Zesde verslag van de Commissie aan de Raad en het Europees Parlement
betreffende de handhaving, door bepaalde derde landen, van de
visumplicht in strijd met het wederkerigheidsbeginsel

Verordening (EG) nr. 851/2005 van de Raad van 2 juni 2005 tot wijziging
van Verordening (EG) nr. 539/2001 bevat een wederkerigheidsmechanisme,
dat ten doel heeft door middel van passende maatregelen te zorgen voor
wederkerigheid ten aanzien van derde landen die voor een verblijf van
minder dan 90 dagen nog een visum verlangen van burgers van de
lidstaten, terwijl de betrokken EU-lidstaten een dergelijke visumplicht
niet meer opleggen aan de burgers van die derde landen. 

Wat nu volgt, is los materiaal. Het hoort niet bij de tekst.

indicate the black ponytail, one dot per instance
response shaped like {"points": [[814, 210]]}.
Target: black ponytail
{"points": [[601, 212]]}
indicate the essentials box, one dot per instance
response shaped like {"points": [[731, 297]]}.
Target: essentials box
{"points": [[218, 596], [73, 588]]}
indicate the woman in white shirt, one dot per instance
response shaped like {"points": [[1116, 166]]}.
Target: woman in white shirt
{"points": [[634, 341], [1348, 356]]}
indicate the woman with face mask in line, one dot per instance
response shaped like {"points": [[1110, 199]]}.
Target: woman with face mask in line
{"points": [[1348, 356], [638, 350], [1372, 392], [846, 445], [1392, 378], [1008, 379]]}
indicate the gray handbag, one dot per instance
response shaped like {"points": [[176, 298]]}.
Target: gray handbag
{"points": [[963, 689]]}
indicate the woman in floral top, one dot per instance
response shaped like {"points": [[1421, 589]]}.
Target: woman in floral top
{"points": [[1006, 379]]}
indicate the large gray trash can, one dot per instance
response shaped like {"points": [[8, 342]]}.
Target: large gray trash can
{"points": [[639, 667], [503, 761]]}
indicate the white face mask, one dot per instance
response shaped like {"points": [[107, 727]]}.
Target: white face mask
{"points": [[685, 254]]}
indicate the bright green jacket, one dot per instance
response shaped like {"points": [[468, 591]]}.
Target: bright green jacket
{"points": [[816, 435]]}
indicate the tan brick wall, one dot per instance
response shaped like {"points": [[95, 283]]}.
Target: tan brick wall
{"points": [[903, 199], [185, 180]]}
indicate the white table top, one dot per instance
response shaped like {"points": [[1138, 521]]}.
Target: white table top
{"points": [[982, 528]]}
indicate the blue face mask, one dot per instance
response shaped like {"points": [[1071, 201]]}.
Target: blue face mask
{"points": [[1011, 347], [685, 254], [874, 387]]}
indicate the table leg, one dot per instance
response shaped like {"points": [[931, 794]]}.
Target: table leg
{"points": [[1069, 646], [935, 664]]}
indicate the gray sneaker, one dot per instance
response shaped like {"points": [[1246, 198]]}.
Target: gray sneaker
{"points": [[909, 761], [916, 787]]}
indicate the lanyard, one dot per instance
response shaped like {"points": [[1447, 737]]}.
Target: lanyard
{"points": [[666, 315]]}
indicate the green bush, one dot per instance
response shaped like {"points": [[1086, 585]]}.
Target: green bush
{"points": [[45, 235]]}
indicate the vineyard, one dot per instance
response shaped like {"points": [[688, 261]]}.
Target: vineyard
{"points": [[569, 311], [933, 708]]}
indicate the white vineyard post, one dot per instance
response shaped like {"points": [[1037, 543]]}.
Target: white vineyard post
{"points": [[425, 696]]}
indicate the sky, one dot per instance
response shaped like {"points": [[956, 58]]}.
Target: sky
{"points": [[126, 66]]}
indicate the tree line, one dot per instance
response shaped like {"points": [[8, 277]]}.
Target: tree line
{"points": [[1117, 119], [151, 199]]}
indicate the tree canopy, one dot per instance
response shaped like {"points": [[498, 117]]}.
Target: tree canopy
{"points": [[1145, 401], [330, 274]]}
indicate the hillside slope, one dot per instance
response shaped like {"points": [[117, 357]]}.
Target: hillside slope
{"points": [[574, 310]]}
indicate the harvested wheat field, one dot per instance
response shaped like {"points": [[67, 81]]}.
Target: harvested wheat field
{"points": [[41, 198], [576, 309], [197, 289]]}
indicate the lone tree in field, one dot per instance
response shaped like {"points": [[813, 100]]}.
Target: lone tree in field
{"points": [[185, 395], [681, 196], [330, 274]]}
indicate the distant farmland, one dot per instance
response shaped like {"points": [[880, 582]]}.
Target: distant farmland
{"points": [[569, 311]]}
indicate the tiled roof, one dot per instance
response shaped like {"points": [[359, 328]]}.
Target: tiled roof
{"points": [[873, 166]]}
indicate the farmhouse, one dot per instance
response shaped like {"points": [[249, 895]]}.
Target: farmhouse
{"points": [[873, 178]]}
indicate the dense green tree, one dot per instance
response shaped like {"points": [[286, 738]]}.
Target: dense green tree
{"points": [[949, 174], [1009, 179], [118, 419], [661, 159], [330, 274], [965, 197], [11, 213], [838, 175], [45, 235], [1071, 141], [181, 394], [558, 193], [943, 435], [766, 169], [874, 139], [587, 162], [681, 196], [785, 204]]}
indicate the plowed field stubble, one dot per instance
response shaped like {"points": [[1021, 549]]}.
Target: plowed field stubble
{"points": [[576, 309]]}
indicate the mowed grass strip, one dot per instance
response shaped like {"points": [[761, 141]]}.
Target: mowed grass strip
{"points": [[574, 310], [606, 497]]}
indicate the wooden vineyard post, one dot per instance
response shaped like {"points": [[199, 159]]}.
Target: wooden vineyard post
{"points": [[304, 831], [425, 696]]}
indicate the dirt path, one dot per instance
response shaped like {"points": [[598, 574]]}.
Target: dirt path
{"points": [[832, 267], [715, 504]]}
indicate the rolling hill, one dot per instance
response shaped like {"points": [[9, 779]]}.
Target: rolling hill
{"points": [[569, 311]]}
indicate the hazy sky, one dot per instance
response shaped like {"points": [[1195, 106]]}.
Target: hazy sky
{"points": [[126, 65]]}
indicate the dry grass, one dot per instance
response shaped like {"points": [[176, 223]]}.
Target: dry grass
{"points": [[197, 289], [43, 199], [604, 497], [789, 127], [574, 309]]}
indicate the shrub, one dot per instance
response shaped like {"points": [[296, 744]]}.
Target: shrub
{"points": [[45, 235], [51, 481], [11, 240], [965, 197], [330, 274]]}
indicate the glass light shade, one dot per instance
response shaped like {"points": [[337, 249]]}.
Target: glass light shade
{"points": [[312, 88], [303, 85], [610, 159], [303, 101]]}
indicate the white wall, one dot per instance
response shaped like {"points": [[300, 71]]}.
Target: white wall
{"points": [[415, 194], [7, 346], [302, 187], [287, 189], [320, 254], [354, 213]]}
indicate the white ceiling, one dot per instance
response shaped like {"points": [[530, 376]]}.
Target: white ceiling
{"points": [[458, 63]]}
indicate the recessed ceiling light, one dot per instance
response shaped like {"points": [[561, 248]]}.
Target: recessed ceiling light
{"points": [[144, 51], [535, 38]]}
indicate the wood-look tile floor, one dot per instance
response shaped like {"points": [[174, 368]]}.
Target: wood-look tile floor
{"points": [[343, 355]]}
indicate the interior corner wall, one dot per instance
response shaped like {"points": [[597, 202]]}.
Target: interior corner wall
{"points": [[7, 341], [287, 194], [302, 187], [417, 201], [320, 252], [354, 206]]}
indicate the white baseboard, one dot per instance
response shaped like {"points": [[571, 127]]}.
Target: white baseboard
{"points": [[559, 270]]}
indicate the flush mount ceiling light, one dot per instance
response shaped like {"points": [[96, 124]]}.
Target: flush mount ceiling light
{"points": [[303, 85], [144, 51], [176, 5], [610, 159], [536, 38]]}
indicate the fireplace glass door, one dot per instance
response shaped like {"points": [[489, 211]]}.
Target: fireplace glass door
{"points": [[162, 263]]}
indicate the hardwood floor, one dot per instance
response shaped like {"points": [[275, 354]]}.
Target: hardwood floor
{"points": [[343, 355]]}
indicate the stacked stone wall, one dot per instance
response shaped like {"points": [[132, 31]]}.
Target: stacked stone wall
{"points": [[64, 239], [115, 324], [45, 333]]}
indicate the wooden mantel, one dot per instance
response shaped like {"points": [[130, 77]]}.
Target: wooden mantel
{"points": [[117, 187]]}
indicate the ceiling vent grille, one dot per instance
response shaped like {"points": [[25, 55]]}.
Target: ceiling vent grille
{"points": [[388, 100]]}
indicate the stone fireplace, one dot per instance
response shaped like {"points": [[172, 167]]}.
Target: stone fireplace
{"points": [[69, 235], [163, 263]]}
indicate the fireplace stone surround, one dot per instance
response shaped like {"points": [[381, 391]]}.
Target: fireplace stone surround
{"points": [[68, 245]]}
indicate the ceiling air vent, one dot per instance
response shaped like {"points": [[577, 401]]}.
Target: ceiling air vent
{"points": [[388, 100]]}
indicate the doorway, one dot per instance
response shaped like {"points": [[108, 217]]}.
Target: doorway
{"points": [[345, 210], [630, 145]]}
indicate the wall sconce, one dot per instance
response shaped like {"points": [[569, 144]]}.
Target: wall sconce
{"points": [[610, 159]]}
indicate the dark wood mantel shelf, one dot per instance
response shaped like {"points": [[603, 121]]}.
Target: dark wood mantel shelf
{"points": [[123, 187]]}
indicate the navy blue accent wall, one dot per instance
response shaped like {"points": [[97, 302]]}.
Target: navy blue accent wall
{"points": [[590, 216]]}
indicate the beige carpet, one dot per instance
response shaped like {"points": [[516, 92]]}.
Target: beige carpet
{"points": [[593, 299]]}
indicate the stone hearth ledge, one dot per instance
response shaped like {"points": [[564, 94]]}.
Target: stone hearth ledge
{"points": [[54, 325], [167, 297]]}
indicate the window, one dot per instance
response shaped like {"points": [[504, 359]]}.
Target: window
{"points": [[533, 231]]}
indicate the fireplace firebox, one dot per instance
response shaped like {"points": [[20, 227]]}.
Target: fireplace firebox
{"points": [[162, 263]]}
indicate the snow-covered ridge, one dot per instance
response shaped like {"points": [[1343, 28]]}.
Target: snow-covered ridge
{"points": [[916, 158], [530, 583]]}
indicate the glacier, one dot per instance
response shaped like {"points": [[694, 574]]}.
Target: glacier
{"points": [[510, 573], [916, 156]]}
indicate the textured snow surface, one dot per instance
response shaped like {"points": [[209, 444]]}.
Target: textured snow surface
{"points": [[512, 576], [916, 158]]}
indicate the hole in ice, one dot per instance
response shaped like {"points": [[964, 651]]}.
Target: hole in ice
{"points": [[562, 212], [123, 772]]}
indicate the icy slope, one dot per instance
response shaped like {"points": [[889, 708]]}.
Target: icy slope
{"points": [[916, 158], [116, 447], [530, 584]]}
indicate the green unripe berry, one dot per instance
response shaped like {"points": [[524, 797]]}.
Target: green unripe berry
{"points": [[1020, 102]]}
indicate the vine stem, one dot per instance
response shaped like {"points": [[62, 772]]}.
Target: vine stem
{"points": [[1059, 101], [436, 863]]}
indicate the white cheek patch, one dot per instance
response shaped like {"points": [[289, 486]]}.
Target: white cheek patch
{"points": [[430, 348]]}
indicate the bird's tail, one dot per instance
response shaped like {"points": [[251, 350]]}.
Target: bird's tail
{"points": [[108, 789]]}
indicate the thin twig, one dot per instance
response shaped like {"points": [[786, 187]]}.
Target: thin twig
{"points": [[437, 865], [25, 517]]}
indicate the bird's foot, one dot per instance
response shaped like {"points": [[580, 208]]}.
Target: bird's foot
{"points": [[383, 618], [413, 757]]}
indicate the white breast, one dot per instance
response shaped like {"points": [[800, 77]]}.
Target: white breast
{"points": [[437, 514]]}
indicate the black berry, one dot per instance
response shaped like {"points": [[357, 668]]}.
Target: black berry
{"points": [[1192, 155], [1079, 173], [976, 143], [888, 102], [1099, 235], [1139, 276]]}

De Europese Commissie heeft op 10 januari 2006 een eerste verslag
aangeleverd over de ondernomen inspanningen ter opheffing van de
bestaande situaties van niet-wederkerigheid.

Tijdens de JBZ-Raad zal de Europese Commissie de Raad informeren over de
voortgang betreffende de situatie van (niet-)wederkerigheid.

Diversen

Er zijn nog geen onderwerpen voor dit agendapunt gemeld.

 5370/06 VISA 14 AUS 2 AMLAT 5 ASIE 1 CANADA 1 USA 4 COMIX 5 (NL).